Faking It – A Great Disservice
Nothing is more depressing to me than a terribly misguided person. While other people will look at them, or speak to them, and say “That person has great spirit! They’re inspiring. They obviously don’t care what other people think of them,” I tend to disagree. In fact, it’s obvious to me that two things are happening, or have already happened. One,this person is not inspiring or even confident. They are, for lack of better words, oblivious to their own suckdom. We all know one of these people. The friend who sings, and makes your eardrums bleed a little (perhaps from the pencils that you shoved in them out of pure desperation), but really thinks she’s doing a great job. If you’re anything like me, you don’t have the heart to tell them just how horrific they are when they say, “So, what did you think?”, you discreetly remove the pencils, paint on a big, fake smile, and say, “That was…umm…. that was… something!” which they take as meaning “That was great!” And they smile like a kid seeing a big, shiny, red ball and flounce off to ask someone else about their abortion of modern music.
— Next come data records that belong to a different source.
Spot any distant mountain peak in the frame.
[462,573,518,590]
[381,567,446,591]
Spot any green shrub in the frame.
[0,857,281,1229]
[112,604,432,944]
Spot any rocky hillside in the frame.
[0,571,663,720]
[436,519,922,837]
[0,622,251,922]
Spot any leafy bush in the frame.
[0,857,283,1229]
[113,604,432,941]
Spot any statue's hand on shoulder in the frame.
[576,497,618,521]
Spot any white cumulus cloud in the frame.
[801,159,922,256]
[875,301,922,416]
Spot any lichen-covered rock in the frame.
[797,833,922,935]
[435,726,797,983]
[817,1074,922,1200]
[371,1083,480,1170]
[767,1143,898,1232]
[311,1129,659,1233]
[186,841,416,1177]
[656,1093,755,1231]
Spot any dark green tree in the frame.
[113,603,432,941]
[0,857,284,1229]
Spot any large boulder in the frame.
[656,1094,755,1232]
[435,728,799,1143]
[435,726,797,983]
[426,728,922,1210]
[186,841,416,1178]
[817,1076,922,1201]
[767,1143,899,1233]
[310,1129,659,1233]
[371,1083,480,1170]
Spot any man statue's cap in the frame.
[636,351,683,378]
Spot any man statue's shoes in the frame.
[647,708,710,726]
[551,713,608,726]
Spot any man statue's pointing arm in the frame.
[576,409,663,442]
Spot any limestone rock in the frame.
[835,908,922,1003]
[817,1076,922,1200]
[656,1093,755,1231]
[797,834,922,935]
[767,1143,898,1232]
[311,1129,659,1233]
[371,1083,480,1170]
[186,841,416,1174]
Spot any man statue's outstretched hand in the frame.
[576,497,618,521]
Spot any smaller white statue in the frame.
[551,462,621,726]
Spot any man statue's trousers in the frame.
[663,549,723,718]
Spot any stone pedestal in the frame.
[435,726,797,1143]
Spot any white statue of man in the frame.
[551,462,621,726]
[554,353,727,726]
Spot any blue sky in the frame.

This is where the second thing happens to occur. Someone, instead of putting a positive spin on their words, is going to tell a bold faced lie and say, “You did awesome!” I can’t believe you haven’t been signed to a record label!”
This person is doing the world a great disservice. Do not lie! It hurts baby Jesus and makes him cry. I’m also pretty sure that every time you do it, a puppy dies (think of the puppies!!!).
This second phenomena has been made most obvious to me in one area in particular: the bedroom. Girls, I can not stress this enough: do not fake it! No matter how horrible, no matter how much you want it to be over, if you fake it, he’ll think he’s doing something right. And then, the next one of us to be drunkenly coerced by the words, “I’ve never had any complaints” will have to suffer through the same awkward, virginesque, anti-climactic grope-and-poke fest. And when someone like me comes along, and tells him he sucked, he’ll think we’re a bitch, or there’s something wrong with us. Which, I think, is one of the reasons more of us don’t speak up. We don’t want to be viewed as bitchy. Or, as has happened to me a few times, you happen to be friends with this sexual slow-kid, and you don’t want to hurt his feelings. In fact, one man in particular, comes to mind. Now, turns out that this guy gets around (don’t worry, I’ve been tested), and apparently had an encounter with a friend of mine as well. As I was talking to her one day, we realized that both of us had, in fact, had the displeasure of sleeping with him. At the same time, we both asked “So, what did you think?” and at the same time we both answered, in a sheepish tone, “I faked it.”
Poor Larry* is wandering around this earth, thinking that he’s God’s gift to vaginas when he would actually probably have to try to suck in order to be worse. I just looked at her and shook my head in shame.
We have done Larry a great disservice. I’m sorry to the next girl he doesn’t pleasure.